Его голос звучал резко, раздраженно.

 Но меня направили к вам.

 Дежурный ошибся. Обращайтесь куда положено.

 Но я

 Я непонятно сказал? Идите, не отнимайте у меня время.  Он поморщился. Видно было, как его раздражает промедление. И вдруг какое-то соображение, видимо, пришло ему в голову. Во всяком случае, выражение лица из недовольного сделалось заинтересованным, и он сказал:  Нет, погодите. Как ваша фамилия?

 Водынская. Вероника Францевна Водынская,  поспешно ответила она.

 Кем приходитесь задержанному Цейтлину?

 Работаю у него. Я медицинская сестра.
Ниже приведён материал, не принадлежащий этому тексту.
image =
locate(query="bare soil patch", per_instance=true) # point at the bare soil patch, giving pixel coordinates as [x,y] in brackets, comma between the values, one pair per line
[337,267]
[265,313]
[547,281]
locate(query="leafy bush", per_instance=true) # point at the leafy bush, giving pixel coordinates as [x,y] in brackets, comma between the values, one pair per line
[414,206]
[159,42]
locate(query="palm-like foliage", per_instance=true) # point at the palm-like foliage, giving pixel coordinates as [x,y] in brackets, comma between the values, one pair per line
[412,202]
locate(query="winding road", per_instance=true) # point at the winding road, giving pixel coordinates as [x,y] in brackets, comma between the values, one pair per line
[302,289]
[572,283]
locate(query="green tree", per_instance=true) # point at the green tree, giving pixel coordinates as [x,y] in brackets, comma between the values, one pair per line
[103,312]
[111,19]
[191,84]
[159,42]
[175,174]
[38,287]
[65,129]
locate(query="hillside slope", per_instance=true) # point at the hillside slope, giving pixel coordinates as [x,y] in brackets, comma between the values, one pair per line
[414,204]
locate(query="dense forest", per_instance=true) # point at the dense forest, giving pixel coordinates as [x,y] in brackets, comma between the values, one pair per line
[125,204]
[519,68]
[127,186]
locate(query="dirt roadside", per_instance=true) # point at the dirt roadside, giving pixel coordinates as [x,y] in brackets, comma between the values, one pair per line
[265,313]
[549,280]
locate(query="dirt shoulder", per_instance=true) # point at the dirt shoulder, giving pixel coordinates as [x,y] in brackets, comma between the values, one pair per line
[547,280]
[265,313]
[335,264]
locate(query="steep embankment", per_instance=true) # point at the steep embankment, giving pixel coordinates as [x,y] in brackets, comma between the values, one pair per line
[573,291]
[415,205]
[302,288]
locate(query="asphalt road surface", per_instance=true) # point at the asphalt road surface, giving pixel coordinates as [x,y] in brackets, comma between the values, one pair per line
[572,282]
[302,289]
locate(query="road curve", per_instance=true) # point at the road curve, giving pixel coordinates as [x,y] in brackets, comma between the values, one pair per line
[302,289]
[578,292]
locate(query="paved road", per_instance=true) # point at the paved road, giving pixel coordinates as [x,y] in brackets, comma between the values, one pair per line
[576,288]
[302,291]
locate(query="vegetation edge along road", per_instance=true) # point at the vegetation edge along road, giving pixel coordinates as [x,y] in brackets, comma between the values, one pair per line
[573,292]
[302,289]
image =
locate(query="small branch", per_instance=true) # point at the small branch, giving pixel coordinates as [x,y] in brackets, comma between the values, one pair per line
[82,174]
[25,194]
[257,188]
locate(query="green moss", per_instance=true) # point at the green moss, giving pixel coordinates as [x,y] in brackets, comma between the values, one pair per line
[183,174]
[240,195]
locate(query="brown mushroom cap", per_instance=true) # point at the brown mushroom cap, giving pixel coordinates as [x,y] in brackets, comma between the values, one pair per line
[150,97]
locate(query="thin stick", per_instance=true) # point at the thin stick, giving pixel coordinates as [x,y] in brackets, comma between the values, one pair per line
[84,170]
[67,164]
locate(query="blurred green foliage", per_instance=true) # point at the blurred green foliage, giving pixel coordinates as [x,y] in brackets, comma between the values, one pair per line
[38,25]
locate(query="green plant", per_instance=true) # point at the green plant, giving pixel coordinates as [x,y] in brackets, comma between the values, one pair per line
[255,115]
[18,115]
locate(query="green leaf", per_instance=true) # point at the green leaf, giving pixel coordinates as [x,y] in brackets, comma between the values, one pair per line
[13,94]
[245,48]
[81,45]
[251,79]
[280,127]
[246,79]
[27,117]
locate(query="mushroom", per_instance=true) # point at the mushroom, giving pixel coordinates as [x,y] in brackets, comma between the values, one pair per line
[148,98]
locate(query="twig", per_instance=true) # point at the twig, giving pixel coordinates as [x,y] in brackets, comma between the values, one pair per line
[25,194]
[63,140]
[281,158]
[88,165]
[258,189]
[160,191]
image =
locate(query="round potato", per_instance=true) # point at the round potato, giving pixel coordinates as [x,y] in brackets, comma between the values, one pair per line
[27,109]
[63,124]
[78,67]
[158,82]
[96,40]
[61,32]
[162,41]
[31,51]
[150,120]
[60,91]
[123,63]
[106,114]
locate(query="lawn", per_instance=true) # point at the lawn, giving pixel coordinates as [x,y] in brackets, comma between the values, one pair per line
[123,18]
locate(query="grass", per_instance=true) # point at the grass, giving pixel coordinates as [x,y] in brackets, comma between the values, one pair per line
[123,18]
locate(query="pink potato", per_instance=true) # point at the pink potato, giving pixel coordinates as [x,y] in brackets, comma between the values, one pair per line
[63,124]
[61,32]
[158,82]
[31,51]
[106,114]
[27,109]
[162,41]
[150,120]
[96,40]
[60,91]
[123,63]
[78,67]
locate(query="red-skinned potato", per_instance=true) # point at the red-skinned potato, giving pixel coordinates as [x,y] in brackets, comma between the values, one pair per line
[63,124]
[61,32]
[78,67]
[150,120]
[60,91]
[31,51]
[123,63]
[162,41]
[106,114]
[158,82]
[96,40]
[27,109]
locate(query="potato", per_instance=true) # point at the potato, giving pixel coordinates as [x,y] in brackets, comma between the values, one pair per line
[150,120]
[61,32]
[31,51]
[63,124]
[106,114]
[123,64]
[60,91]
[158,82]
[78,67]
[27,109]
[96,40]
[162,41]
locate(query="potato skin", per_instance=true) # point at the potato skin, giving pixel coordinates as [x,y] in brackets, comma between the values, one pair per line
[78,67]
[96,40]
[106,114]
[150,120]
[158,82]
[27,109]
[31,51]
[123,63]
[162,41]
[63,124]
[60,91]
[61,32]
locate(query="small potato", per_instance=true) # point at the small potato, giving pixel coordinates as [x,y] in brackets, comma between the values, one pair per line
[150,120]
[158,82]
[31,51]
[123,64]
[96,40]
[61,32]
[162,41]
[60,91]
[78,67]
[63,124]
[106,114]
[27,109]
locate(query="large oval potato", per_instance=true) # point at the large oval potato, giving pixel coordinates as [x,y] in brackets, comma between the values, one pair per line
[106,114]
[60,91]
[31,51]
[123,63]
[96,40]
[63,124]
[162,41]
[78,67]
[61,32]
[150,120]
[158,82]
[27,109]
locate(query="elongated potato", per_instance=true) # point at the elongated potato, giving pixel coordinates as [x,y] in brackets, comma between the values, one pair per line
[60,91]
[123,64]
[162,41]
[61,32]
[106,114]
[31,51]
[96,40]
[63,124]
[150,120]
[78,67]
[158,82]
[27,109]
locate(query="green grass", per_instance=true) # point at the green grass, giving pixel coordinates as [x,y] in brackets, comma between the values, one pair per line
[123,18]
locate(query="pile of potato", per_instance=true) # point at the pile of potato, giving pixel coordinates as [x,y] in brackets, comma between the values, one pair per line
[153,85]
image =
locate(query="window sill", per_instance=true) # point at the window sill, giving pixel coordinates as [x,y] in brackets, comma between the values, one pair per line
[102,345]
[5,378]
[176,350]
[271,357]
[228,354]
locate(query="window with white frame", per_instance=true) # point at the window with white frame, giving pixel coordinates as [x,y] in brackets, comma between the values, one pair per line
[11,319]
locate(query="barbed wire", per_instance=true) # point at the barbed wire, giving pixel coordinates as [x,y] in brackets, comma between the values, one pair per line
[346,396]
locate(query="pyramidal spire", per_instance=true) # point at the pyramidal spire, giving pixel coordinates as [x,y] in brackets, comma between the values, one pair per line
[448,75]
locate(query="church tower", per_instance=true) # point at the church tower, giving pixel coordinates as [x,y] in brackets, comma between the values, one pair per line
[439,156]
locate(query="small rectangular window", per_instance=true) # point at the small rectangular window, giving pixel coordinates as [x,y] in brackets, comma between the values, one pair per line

И комнату снимаю в его доме.

 Насчет комнаты вы не сказали.

 Я собиралась сказать.

 Это меняет дело.

Он достал из ящика стола стопку бланков.

 Водынская Вероника Францевна,  сам себе диктуя, записал на верхнем из них. И продолжил быстро заполнять этот бланк, не глядя на стоящую перед ним Веронику. Потом наконец поднял глаза и спросил:  Что можете показать относительно сотрудничества Цейтлина с белополяками?

 С кем?  растерянно переспросила она.  С какими белополяками? Он не сотрудничал, что вы!

 А вы?

 Что я?

 Вы сотрудничали?

 Нет  изумленно проговорила Вероника.

Нелепость этих вопросов казалась ей такой очевидной, что она не понимала даже, как на них отвечать и зачем вообще это делать.

 У нас другие сведения.

Лицо его переменилось совершенно. Не выражение лица даже, а все черты. Мягкое внимание сменилось в глазах какой-то буравящей жесткостью, и сами глаза стали от этого как будто меньше, превратились в стальные сверла.

Он нажал на кнопку на своем столе, в коридоре раздался пронзительный звонок, вошел еще один чекист, вероятно, ниже званием.

 Понятовскую отвезли в Пищаловский?  спросил он.

 Нет,  ответил вошедший.  Ее Батьков еще допрашивает.

 Приведите сюда,  распорядился чекист.  Скажите ему, что она мне ненадолго понадобится.

Тот вышел.

«Может, предложить выкуп прямо сейчас?  подумала Вероника.  Пока никого нет».

Она ни разу в жизни не давала взяток, даже мелких, не говоря уже о таких больших и значительных, поэтому понятия не имела, как это делается. Но что давать их следует без свидетелей, было ясно.

Вероника уже подняла руку к вороту платья, чтобы расстегнуть пуговки и вынуть из бюстгальтера кисет с бриллиантами, подумала мельком, что чекист может неправильно истолковать этот ее жест, рассердилась на себя за то, что думает о какой-то ерунде, все это пронеслось в ее голове стремительно

Дверь открылась, и в кабинет вошли трое. Один из них был тот, который только что приходил по вызову хозяина кабинета, второй казался его братом-близнецом с такой же ничего не выражающей, бесцветной внешностью, а третьей была женщина. Двое вели ее под руки, и было понятно почему: сама она идти не могла, ее не вели даже, а волочили. В первое мгновенье женщина показалась знакомой, но во мгновенье следующее Веронику охватил такой ужас, что это перестало иметь значение.

Да, перед ней стояла, вернее, обвисала на руках конвоиров пани Альжбета, родственница Винцента Лабомирского, двоюродная сестра его матери, нет, троюродная Но какая разница, кто она!

 Матка Боска  выдохнула Вероника.

 Знакомая личность?  поинтересовался чекист. И скомандовал конвоирам:  Оставьте ее. Ждите в коридоре.